The most high-profile display in the mix was actor James Franco’s installation of a deconstructed living room set from “Three’s Company”. His dryly irreverent take of the TV sitcom called Three’s Company: The Drama strips away any essence of the comedy and redubs the dialogue with dramatic overtone. Viewers were invited to sit on a couch or stand in a sparsely decorated living room set and immerse themselves with projected images of the show onto the wall. It became a disorienting experience after the first few minutes. The sardonic humor of the once-funny dialogue quickly wore thin as Franco’s dry delivery of it became monotonous.
Other fascinating displays were seen throughout the space which was housed at Park City’s historic Miner’s Hospital building.
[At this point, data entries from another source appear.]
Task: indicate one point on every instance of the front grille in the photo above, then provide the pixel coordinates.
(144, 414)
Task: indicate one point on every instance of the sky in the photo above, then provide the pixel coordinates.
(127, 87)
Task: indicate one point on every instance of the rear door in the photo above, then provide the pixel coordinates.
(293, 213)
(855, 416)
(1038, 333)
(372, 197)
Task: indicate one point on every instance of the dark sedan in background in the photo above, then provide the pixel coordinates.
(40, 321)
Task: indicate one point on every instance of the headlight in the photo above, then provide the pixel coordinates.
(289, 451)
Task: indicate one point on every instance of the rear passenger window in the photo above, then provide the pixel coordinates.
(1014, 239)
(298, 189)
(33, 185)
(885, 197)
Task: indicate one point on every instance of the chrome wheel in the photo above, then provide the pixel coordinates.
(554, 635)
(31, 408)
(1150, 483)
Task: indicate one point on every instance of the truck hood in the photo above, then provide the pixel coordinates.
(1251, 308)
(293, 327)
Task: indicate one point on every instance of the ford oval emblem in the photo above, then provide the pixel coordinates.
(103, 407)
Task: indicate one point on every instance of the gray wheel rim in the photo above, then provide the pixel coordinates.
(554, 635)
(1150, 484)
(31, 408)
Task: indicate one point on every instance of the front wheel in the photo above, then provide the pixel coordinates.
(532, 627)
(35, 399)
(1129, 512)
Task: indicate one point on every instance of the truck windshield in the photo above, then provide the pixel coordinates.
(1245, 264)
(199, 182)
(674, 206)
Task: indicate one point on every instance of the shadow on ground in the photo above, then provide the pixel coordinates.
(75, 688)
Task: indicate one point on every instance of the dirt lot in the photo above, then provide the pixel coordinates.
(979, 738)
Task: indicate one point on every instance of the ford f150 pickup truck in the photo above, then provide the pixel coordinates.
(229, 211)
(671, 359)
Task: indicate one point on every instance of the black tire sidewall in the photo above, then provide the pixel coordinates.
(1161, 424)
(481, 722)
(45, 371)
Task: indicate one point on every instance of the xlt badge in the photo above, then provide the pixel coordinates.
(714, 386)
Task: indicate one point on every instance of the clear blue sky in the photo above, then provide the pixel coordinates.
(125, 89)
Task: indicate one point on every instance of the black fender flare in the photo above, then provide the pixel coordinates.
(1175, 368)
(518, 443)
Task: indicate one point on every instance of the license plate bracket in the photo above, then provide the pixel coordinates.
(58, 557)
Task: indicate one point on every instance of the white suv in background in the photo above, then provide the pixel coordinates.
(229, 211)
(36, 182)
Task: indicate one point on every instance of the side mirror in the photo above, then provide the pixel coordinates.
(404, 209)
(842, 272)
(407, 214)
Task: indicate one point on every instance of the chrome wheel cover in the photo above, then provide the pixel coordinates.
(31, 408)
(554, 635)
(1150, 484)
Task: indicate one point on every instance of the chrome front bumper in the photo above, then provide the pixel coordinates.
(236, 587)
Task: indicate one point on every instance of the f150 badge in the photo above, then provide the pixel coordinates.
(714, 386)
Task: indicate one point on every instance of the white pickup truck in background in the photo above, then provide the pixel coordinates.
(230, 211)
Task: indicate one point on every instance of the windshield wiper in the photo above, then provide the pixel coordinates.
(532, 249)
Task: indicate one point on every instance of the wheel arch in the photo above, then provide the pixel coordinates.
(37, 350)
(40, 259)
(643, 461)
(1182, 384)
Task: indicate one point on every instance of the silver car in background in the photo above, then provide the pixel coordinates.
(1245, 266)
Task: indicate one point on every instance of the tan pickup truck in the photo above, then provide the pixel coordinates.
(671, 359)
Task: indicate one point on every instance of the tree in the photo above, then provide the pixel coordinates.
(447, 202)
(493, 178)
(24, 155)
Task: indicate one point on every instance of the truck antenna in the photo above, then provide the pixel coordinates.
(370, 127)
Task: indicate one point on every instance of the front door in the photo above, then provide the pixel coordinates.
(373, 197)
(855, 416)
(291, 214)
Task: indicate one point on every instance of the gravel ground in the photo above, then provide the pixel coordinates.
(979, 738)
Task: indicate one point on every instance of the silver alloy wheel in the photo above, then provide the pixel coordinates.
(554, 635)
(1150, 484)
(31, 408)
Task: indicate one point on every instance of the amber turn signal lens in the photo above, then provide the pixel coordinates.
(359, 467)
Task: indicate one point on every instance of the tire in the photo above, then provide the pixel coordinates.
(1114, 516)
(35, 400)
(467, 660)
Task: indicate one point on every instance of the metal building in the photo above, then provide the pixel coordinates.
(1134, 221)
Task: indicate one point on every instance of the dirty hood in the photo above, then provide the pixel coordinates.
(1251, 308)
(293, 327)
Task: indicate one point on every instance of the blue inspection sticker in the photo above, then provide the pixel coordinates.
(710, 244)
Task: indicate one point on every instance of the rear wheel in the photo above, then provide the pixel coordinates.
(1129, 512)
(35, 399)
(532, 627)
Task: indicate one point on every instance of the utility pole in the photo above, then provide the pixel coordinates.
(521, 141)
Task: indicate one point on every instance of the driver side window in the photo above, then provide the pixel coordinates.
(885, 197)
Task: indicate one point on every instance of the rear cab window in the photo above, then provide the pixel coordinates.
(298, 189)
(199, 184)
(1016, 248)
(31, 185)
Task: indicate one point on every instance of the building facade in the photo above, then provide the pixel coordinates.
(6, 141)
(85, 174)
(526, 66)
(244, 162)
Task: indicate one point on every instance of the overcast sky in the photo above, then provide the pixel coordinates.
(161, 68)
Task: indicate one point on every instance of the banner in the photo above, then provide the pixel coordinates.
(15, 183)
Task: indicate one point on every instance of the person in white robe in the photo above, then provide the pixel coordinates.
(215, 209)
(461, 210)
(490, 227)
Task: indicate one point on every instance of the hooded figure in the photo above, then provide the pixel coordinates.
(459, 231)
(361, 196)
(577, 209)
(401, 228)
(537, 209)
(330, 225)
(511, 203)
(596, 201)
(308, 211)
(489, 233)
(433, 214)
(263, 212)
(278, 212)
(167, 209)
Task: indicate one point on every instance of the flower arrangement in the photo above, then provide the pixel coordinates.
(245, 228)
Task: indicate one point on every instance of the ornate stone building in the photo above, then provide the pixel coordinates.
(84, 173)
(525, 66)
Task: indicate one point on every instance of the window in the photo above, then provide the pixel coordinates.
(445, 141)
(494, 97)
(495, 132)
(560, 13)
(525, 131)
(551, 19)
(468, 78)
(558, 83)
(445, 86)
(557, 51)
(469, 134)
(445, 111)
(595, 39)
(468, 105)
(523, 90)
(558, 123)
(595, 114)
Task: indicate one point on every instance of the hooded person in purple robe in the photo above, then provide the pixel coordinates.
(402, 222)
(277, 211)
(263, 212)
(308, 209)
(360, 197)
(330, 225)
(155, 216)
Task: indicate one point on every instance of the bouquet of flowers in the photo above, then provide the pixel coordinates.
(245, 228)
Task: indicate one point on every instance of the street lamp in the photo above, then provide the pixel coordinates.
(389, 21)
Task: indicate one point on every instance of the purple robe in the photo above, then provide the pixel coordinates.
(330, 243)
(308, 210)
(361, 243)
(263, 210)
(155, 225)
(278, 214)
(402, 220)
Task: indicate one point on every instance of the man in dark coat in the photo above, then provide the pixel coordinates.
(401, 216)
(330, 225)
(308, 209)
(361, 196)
Spanish artist Daniel Canogar recycles electronic media to resurrect lost images onto a multidimensional space. One of his pieces, Spin, has him hang an array of old DVD’s like sculptural ornaments and project “lost” images onto them. Canogar’s second entry, Hippocampus 2, is a unique energy burst of illumination on multicolored wires. In ordinary light, it is just a tangled mess of electric refuse. But when a light burst sweeps through, the display becomes a highly charged static cyclone filled with the information particles circulating to its destination. Squidsoup’s Glowing Pathfinder Bugs has the participant play with digitized critters in a sandbox. Getting in touch with your inner child, Squidsoup uses interactive projections and sensors for the bugs to detect crevices, mounds and participants’ hands to crawl, squirm and fall back onto the sand.
Always worth the side visit, Sundance’s New Frontier art installations are a welcome reprieve from the crowd-mongering mobs and touché celebrity entourages those festival film premieres can bring.